The correlation between baseline serum hepatitis B surface antigen level and levels of other baseline markers of viral activity in patients with chronic hepatitis B viral infection at the University Teaching Hospital
Abstract
Title: The correlation between baseline serum hepatitis B surface antigen level and levels of other baseline markers of viral activity in chronic hepatitis B viral infection at the University Teaching Hospital.
Background: Hepatitis B viral (HBV) infection rate among healthy blood donors in Zambia is about 8%, with about 100 000 patients requiring treatment. Effective monitoring of these patients requires the use of the technically difficult and expensive serum HBV DNA levels. Quantifying serum Hepatitis B surface antigen (HBsAg) which is produced by the covalently closed circular DNA (cccDNA), may be a more reliable, simple, inexpensive and non-invasive way of monitoring patients with chronic hepatitis b (CHB) infection. There is a correlation between reduction in serum HBsAg and in cccDNA and total intrahepatic HBV DNA among patients on treatment. However, it remains inconclusive whether serum HBsAg correlates with serum HBV DNA, which would make it helpful in predicting serum viral load.

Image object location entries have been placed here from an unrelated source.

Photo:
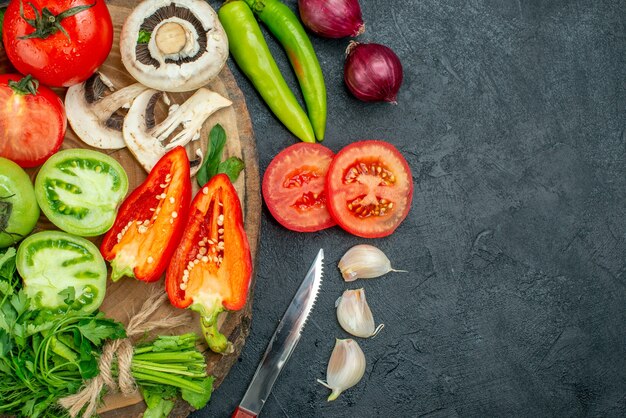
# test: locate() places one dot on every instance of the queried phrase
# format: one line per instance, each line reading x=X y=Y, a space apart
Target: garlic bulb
x=354 y=314
x=364 y=262
x=345 y=369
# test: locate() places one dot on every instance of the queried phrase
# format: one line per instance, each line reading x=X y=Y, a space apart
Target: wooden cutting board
x=126 y=296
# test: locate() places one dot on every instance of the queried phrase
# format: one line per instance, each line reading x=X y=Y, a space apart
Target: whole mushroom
x=173 y=45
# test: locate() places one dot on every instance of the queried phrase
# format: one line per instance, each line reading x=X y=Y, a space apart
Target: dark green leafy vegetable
x=213 y=163
x=48 y=354
x=44 y=354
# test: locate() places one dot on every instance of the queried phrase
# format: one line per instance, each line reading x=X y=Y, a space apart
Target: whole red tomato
x=32 y=121
x=59 y=42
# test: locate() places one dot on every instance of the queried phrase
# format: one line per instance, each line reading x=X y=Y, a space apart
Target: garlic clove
x=364 y=262
x=346 y=367
x=354 y=314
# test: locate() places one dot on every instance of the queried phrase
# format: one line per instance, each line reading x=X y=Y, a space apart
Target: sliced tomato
x=151 y=220
x=370 y=188
x=79 y=191
x=32 y=120
x=60 y=270
x=294 y=187
x=211 y=268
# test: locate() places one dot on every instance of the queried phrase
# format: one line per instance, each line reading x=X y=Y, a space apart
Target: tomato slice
x=79 y=191
x=211 y=268
x=370 y=188
x=18 y=206
x=294 y=187
x=32 y=125
x=151 y=220
x=61 y=271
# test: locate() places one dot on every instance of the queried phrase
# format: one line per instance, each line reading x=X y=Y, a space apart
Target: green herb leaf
x=199 y=400
x=232 y=167
x=5 y=343
x=217 y=140
x=96 y=331
x=158 y=401
x=144 y=37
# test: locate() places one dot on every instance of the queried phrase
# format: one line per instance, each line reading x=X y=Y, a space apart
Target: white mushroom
x=173 y=45
x=96 y=118
x=148 y=141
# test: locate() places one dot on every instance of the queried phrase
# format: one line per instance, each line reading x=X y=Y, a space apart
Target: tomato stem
x=27 y=85
x=47 y=23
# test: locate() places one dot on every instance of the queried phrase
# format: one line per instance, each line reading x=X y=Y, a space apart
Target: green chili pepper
x=250 y=51
x=286 y=27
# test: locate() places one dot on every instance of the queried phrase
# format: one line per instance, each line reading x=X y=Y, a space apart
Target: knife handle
x=242 y=413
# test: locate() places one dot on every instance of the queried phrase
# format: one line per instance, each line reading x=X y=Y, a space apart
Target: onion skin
x=372 y=72
x=332 y=18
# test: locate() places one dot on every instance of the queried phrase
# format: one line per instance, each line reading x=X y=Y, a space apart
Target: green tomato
x=80 y=191
x=18 y=207
x=62 y=271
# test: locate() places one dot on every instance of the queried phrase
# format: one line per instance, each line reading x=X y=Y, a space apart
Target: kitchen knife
x=283 y=342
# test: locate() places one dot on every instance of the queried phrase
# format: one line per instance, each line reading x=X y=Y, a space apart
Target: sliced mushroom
x=148 y=141
x=97 y=119
x=187 y=45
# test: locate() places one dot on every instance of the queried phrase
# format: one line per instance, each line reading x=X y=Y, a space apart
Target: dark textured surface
x=511 y=117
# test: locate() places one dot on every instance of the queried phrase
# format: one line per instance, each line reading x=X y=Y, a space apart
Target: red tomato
x=370 y=188
x=32 y=126
x=293 y=187
x=39 y=47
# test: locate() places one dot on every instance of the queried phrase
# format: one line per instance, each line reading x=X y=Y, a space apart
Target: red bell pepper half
x=151 y=220
x=211 y=268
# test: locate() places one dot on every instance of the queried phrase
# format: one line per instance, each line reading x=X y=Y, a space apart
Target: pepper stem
x=27 y=85
x=217 y=341
x=47 y=23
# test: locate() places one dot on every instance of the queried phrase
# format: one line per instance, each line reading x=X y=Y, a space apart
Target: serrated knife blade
x=283 y=342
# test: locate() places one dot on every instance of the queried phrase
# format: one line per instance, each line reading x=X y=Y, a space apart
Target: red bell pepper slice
x=151 y=220
x=211 y=268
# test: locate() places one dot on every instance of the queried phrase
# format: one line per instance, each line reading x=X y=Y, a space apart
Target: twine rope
x=122 y=349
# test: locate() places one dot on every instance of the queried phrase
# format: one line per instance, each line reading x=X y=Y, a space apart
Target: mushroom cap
x=199 y=61
x=94 y=117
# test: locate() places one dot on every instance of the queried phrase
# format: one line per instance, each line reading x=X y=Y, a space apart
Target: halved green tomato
x=62 y=271
x=18 y=207
x=80 y=191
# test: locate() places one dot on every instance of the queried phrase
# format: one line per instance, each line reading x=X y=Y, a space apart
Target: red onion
x=372 y=72
x=332 y=18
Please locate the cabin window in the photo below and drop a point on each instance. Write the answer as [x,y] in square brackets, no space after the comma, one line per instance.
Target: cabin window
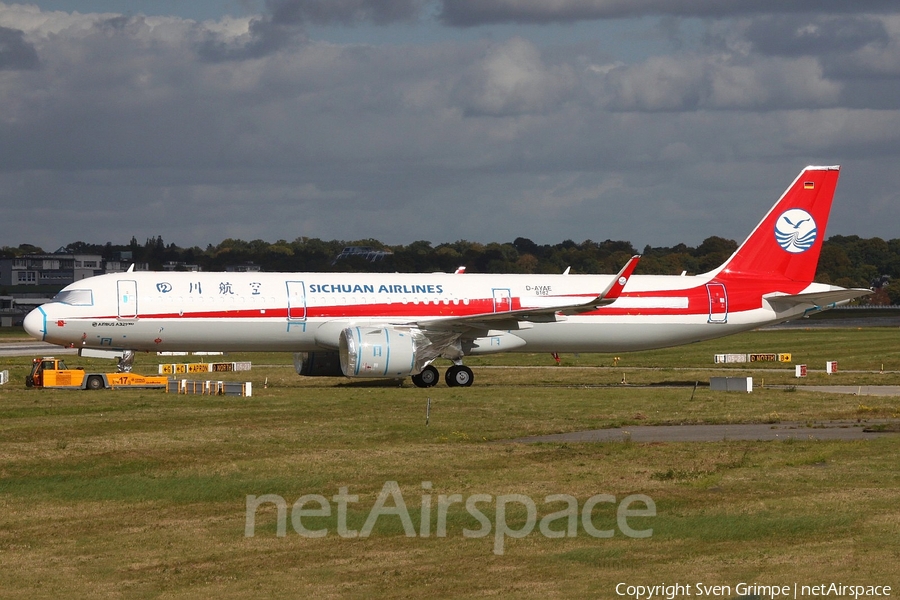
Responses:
[75,297]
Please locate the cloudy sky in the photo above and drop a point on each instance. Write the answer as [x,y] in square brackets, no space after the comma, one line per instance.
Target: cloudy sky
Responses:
[652,121]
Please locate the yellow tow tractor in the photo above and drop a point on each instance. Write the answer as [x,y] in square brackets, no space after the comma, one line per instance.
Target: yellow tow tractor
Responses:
[49,372]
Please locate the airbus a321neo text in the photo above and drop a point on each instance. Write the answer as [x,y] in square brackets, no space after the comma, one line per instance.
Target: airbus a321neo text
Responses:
[396,325]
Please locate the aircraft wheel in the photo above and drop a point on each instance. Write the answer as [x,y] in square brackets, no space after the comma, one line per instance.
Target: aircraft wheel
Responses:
[459,375]
[427,378]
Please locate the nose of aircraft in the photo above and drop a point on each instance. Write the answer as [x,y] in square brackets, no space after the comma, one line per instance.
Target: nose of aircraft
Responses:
[34,324]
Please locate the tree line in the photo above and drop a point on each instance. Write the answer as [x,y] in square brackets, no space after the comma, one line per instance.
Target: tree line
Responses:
[848,261]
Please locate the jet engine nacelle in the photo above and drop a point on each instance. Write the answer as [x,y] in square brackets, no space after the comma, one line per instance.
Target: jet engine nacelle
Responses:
[318,364]
[378,352]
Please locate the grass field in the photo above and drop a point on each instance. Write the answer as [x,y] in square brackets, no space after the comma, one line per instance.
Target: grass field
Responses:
[141,494]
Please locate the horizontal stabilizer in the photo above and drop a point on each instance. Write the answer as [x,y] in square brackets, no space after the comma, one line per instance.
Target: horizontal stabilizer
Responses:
[612,291]
[824,298]
[544,313]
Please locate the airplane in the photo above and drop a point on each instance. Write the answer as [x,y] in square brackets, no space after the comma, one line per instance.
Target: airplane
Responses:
[376,325]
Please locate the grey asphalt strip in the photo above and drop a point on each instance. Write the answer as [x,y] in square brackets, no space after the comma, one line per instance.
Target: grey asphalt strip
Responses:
[832,430]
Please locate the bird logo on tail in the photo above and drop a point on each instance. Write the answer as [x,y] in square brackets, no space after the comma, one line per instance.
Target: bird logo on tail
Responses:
[795,231]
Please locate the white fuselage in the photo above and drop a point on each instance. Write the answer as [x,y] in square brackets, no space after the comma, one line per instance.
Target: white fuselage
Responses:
[306,311]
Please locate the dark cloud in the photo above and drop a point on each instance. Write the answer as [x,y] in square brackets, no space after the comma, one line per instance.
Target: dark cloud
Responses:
[16,53]
[343,12]
[486,139]
[794,35]
[468,13]
[284,21]
[265,37]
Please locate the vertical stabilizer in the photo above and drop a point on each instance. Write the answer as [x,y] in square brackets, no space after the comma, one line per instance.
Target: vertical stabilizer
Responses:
[787,242]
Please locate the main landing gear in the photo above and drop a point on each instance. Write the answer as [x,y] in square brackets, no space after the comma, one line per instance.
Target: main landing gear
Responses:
[456,376]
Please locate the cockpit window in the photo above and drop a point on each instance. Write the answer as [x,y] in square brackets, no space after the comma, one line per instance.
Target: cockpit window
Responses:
[75,297]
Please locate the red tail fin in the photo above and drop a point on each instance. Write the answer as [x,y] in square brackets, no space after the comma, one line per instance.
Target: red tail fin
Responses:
[787,242]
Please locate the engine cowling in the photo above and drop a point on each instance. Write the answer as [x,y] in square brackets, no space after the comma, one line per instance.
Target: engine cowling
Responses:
[378,352]
[318,364]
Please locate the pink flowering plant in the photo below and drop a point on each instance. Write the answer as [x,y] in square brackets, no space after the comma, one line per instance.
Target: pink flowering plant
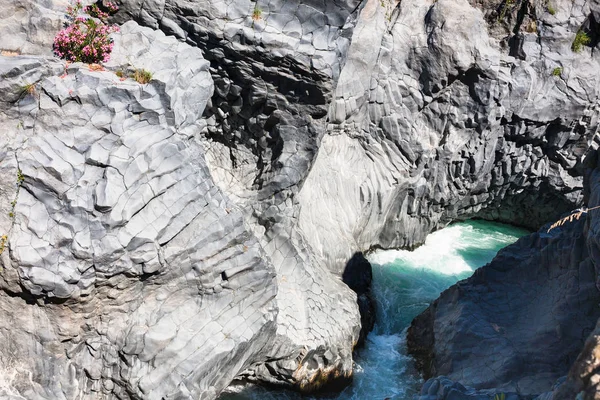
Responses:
[85,37]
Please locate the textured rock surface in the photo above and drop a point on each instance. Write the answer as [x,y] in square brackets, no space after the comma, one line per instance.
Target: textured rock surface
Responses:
[520,322]
[333,127]
[126,272]
[358,275]
[439,123]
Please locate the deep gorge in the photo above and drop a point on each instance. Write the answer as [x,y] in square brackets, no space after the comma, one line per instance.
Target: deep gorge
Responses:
[162,239]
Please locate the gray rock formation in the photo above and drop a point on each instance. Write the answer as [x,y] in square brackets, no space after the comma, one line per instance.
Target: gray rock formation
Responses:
[169,237]
[520,322]
[126,272]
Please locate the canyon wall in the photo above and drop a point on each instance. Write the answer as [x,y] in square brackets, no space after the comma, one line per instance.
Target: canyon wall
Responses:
[164,238]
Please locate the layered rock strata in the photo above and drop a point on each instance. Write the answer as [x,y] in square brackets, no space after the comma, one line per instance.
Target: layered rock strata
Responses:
[126,273]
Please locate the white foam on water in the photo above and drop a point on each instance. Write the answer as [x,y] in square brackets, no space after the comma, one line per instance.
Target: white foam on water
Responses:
[439,253]
[404,283]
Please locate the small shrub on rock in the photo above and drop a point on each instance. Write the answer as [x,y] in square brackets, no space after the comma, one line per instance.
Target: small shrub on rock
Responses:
[142,76]
[85,37]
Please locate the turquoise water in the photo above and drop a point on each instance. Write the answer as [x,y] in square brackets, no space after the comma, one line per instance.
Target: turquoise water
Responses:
[404,284]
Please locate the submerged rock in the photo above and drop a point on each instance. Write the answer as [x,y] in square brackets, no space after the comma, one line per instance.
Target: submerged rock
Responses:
[358,275]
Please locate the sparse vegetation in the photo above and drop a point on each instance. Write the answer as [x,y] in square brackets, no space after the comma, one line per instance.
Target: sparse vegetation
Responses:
[507,4]
[20,177]
[581,39]
[28,89]
[531,27]
[142,76]
[3,241]
[256,13]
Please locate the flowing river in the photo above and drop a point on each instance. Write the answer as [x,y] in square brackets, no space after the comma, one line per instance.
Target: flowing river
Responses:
[404,284]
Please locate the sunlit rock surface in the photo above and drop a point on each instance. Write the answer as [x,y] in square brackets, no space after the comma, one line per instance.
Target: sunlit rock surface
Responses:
[171,236]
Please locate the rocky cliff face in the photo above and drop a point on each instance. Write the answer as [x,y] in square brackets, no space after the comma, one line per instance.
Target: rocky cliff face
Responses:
[165,238]
[519,324]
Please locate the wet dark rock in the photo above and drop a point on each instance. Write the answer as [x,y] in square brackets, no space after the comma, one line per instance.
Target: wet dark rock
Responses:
[358,275]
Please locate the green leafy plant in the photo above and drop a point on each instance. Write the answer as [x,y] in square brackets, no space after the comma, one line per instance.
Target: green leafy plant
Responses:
[3,240]
[581,39]
[28,89]
[86,35]
[20,177]
[507,4]
[142,76]
[531,27]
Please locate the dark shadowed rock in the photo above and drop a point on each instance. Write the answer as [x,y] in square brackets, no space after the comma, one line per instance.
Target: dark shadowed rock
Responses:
[358,275]
[520,322]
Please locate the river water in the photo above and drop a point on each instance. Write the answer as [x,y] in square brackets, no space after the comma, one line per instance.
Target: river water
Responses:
[404,284]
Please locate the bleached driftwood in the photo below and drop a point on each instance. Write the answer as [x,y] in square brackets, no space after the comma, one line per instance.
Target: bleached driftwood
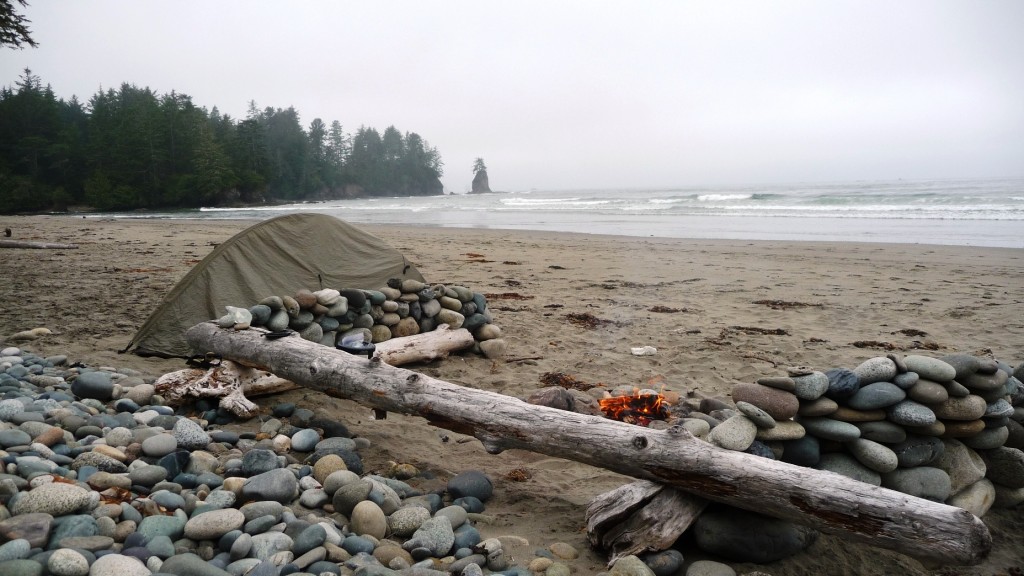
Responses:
[425,346]
[36,245]
[230,381]
[829,502]
[233,381]
[640,517]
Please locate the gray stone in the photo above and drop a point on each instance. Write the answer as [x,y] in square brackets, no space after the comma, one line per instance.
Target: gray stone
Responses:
[827,428]
[910,413]
[876,396]
[810,386]
[189,435]
[735,434]
[930,368]
[279,485]
[849,466]
[872,370]
[924,482]
[873,455]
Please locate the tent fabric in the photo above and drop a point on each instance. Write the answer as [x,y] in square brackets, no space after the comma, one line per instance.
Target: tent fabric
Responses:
[278,256]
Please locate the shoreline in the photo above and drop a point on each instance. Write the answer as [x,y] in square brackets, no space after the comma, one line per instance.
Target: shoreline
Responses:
[962,298]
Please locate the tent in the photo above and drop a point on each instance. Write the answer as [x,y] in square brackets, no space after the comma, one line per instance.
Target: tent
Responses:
[274,257]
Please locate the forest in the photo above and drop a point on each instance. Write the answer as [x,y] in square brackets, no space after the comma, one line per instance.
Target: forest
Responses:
[133,149]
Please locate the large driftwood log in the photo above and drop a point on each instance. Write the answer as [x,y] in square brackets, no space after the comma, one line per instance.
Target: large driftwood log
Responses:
[829,502]
[233,381]
[36,245]
[640,517]
[425,346]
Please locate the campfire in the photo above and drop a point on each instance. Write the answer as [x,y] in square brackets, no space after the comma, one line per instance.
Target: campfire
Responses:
[637,409]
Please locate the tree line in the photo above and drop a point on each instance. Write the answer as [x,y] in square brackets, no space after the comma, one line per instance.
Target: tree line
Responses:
[134,149]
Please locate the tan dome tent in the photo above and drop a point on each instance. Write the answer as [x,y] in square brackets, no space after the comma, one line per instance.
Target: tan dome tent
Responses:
[273,257]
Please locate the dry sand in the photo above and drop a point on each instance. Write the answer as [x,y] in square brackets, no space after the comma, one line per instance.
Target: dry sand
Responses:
[902,295]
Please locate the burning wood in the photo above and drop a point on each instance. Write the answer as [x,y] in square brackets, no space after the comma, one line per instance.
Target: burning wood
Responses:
[638,409]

Objective: To determine whether baseline serum HBsAg quantification correlates with other baseline serum hepatitis B viral markers
Methodology: This was a cross sectional study. Patients with hepatitis B infection were recruited under the STEP-HEP Study from blood donors in Lusaka, Zambia, medical wards and out-patient medical clinics at UTH over a 15 month period. We screened 49 Patients (HBeAg positive: n=14, HBeAg negative: n=35) with chronic HBV (HBsAg positive for at least 24 weeks) for other causes of liver disease and those with alternative causes of hepatitis were excluded. Blood testing was performed for baseline ALT, serum viral load, HBeAg status and serum HBsAg level. Patients with HBV DNA >2000IU/ml and ALT above the upper limit of normal (35U/L) who did not have radiological evidence of cirrhosis were included in the study. Serum HBV DNA and HBsAg were logarithmically transformed for analysis. Categorical variables were compared by the Pearson chi-square test or the Fisher exact test as appropriate. The Pearson and Spearman correlation coefficients were tested for parametric and non-parametric variables respectively. Statistical significance was defined as a P value of less than 0.05
Results: There was a significant inverse correlation between baseline HBsAg and serum HBV DNA (r = -0.38, P= 0.02). The correlation between serum HBsAg and ALT was not significant (p= 0.94). There was no significant difference in HBsAg level between HBeAg positive and HBeAg negative patients (p= 0.06). The correlation between serum viral load and ALT was also not significant (p=0.26). There was significantly higher ALT in HBeAg positive than in HBeAg negative patients (p=0.016). The serum viral load was significantly higher in HBeAg positive than in HBeAg negative patients (p=0.0001)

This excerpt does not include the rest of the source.